A flexibilização das metas de racionamento, anunciada pela Câmara de Gestão da Crise de Energia, impulsionou as ações do setor elétrico na Bolsa. Sobre o setor petrolífero, houve uma boa notícia para a Petrobras. Os contratos futuros de petróleo Brent fecharam em alta acentuada na International Petroleum Exchange (IPE), em Londres. Subiram para US$ 19,85 o barril.

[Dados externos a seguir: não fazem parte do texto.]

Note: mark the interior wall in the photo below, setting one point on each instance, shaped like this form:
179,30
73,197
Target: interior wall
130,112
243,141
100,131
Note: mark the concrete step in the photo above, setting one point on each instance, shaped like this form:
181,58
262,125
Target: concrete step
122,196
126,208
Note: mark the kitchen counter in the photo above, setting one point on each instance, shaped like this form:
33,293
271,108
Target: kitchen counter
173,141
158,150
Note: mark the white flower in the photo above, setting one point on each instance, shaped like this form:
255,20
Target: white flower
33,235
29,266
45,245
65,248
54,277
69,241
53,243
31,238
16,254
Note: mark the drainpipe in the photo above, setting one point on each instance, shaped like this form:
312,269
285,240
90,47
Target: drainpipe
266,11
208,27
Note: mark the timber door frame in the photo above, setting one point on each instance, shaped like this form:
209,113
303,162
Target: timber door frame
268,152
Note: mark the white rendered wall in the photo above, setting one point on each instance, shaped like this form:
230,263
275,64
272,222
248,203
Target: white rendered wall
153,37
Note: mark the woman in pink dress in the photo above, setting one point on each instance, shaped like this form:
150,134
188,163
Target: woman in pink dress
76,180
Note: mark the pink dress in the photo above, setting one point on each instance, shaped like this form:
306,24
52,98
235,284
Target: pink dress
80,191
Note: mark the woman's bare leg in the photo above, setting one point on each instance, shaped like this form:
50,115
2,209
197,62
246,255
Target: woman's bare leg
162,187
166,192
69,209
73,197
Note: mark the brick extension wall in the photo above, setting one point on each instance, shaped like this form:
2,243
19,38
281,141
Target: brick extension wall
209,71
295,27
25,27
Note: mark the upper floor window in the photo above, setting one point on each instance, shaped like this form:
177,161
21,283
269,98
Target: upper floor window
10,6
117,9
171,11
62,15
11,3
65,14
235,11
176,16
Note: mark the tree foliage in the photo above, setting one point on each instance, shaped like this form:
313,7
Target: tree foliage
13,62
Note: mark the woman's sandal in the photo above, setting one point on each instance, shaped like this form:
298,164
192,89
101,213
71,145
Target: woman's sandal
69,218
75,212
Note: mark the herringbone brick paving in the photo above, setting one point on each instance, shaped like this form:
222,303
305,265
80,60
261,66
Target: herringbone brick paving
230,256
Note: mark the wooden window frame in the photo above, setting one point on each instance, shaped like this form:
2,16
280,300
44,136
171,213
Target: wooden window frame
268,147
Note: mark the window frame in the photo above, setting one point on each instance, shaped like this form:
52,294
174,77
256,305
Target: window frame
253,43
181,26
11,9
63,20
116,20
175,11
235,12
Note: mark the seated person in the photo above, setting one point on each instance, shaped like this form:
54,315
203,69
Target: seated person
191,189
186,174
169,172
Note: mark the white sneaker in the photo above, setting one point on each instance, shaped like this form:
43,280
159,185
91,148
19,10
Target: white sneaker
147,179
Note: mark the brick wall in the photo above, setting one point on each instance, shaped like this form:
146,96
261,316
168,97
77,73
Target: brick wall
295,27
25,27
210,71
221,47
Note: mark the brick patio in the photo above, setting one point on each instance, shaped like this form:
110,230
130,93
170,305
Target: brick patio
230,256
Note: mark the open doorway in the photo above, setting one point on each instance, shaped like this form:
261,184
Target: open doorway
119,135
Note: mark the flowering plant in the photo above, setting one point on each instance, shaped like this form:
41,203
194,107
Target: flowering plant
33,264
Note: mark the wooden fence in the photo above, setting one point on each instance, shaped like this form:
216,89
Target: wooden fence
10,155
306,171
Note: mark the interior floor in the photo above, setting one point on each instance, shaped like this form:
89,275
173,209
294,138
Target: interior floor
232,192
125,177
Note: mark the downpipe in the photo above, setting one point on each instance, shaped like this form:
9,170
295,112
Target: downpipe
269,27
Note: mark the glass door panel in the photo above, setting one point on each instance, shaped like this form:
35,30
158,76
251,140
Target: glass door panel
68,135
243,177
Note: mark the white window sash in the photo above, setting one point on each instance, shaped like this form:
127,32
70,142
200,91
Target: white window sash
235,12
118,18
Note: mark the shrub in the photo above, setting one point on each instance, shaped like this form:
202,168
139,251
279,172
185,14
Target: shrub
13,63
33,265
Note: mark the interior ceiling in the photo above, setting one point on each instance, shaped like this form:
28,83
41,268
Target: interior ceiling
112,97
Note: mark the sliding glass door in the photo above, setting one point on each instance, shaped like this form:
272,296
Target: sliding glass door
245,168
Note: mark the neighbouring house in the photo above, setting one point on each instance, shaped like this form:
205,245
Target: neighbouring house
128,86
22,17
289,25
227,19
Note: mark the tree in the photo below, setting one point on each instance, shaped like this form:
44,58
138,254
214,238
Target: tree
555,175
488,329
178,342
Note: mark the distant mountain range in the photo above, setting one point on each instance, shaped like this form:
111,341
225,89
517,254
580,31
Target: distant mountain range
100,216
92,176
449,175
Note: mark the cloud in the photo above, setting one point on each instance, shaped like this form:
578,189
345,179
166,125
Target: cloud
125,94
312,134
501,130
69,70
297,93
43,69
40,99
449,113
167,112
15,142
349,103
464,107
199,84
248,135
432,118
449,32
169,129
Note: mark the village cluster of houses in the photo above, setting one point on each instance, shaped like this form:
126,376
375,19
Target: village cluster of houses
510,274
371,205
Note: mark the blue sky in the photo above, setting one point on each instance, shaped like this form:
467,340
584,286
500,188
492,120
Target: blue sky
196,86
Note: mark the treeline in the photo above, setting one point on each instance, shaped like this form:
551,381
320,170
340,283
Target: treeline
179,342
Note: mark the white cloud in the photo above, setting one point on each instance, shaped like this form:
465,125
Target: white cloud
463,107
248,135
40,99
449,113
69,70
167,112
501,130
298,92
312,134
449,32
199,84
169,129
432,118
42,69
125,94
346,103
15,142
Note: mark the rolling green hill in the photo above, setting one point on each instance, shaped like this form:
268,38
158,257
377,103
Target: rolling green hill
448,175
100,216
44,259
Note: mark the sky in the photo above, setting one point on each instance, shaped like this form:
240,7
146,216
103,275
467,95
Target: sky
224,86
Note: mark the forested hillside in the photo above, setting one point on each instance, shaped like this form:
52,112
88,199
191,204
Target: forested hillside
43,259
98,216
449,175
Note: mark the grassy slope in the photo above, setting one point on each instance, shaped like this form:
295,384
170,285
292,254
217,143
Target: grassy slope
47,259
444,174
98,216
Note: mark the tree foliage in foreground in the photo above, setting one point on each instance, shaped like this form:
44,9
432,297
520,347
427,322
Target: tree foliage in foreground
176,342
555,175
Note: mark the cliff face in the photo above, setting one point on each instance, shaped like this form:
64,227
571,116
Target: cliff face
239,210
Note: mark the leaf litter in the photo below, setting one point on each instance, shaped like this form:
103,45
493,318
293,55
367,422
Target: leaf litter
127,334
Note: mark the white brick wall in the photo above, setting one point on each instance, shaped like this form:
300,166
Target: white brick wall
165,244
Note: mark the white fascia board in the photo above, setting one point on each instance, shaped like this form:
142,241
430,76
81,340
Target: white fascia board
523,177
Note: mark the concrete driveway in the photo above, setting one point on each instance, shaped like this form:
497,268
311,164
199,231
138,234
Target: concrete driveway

O feriado nos Estados Unidos não impediu que o mercado cambial doméstico movimentasse um volume financeiro significativo. No mercado à vista, o giro somou US$ 1,347 bilhão, acima do saldo de US$ 1,301 bilhão registrado anteontem. A cotação do dólar comercial teve fraca oscilação de 0,43% e fechou na mínima do dia, de R$ 2,5340, queda de 0,39%. No mercado à vista de câmbio, o dólar comercial oscilou entre a mínima de fechamento (R$ 2,534) e a máxima de R$ 2,545, alta de 0,04%. Fechou com queda de 0,39%, a R$ 2,534.

A nova Selic, nos mesmos velhos 19% ao ano, foi recebida sem emoção pelo mercado de juros. O mercado de juros futuros fez apenas um pequeno ajuste para cima nas taxas.